In my last post, I discussed some general guidelines and concerns for formulating injury prevention strategies for Netball players. To sum that post up, Neuromuscular Training Programs with an emphasis on plyometrics and resistance training appear to be most effective in the reduction of knee injuries, particularly of the ACL, when properly designed and adhered to by the athletes. The post concluded with a general outline of how to progress training from and offseason to actual in-season play. I want to delve a little bit deeper on the training methodology and how to effectively use strength and conditioning principals to maximize on court performance. For consistencies sake, these programming tips are going to be geared towards female youth Netballers. However, it is important to note that exercise prescription, load, volume and intensity will vary depending on the individual needs of each athlete; including their training age, biomechanics, injury history, muscular imbalances.

General Concepts

For the purpose of team sport training, no specific exercise or sets of exercises will transfer DIRECTLY to improved performance on the court.

To clarify. All work performed with the weight room with free weights, plyometrics, and odd object training is just general physical preparedness for team sports. The actual team sport practice is what develops sport specific skills. There is no magical set of exercises or modalities that contribute to immediate better play. With that said, the goal of the strength and conditioning aspect of athlete development is to build a physical foundation that allows the athlete to participate in more team sport practice with a decreased risk of injury and improved energy system development to sustain quality sport specific team practice for a longer period of time. The next logical issue, and the starting point for every well-structured training program, is how exactly we figure out what each individual athlete needs to develop in order to have the opportunity to be more successful at game time.

Needs Analysis for Netball

Here are the questions and answers for a complete needs analysis for netball:

  • What are the general tasks and muscles used to perform those tasks in a match?

For netball, explosive movements involving forward, vertical, and lateral jumping are performed frequently throughout the game (1).

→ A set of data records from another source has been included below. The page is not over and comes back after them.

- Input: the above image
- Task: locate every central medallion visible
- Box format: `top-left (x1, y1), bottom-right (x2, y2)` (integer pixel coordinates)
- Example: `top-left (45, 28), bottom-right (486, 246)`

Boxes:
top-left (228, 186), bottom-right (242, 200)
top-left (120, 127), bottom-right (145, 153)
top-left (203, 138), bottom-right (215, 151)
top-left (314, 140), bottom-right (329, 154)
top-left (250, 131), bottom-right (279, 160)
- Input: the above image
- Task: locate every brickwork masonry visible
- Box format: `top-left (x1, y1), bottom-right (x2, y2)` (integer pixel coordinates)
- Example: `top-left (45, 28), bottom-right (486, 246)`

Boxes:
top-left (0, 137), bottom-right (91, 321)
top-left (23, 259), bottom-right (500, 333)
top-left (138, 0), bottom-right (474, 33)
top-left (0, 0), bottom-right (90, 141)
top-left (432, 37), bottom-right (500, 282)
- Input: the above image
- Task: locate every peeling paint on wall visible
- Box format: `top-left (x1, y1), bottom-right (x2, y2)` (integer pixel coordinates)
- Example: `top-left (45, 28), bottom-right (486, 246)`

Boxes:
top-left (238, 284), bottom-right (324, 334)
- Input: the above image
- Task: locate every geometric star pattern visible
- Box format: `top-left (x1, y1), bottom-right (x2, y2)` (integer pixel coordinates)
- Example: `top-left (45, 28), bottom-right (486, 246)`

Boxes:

Also, passing and shooting are integral aspects of the game. Since possession of the ball involves a plant/pivot foot that cannot be moved until the ball changes hands, rotational strength of the core, mobility of the hips, the ability to generate and dissipate toque in the ankles and knees, and the ability to absorb the shock of landing are absolutely paramount.

  • How long is a match?

Four fifteen minute quarters.

  • How much of that time is spent moving and what kind of movement is being performed?

The work to rest ratio is, on average across all positions, typically 1:3 (2). The work being performed includes running, sprinting, shuffling, lunging, passing and receiving, and frequent highly explosive jumping movements. Netball can be classified as a predominantly anaerobic sport where a higher aerobic capacity can contribute to a faster and more efficient rest interval.

  • What are typical injury sites?

Knees and ankles primarily. Mostly from poor landing mechanics, incorrect landing technique, abrupt landing or inefficient eccentric movement control.

Those questions being answered now paints us a picture of the direction training needs to go in. Obviously, qualities such as anaerobic power, absolute muscular strength, explosive power, and core strength are incredibly important for the future development of sport specific skills. From the injury reduction standpoint, focusing on land/jumping mechanics via plyometrics and utilizing eccentric focused movements to improve dynamic joint stability will be key. These qualities should be present for the year round training of netball athletes. The emphasis of training will change throughout the course of the year, but, for long term success, at no point should modalities that work on the above mentioned skills not appear in the training plan.

Organization of Training for Netball

The trick to designing an effective plan that spans the offseason, to the pre-season, to the season, and to the post season is to start with the development of many general skills and slowly transition to the development of only the important sport-like skills. For example, slower speed eccentric focused plyometric work should be used with higher volumes of work early in off season training. The majority of game speed/fast transition explosive plyometric work should occur later in the off season/pre-season at lower volumes. In competition, plyometrics should only be utilized as “refresher” exercises to ensure athletes remember how to jump, land, and change direction correctly.

Single Session Organization

With the high anaerobic demands of the sport, every single training session should begin with some mobility work including targeted foam rolling work, activation work and following that, movement preparation work should be done. What is selected should be dependent upon what is being worked on in that particular training session and the individual needs of the athlete. For example, a heavy lower body/squat/deadlift workout could start off with some targeted glute activation work such as mini-band walks, glute med clams or glute bridging to ensure good activation of the glute muscles prior to commencement of the training session. For an upper body pressing dominant workout, exercises focused on scapular mobility or shoulder stability would be excellent options. Again, it just has to make sense with and aimed to improve the main work of the day. Once movement prep is done, the next component of the session should be plyometrics. Following that, the heaviest lifting for the day should be done. Not only are plyos a great warm up for heavy lifts, doing neurologically demanding (like high speed explosive movements) exercises before heavy lifting can actually improve the quality of that heavy lifting session. All assistance work should follow the main lift, then some directed core work, then stretching and/or light aerobics to help kick start the recovery mechanisms.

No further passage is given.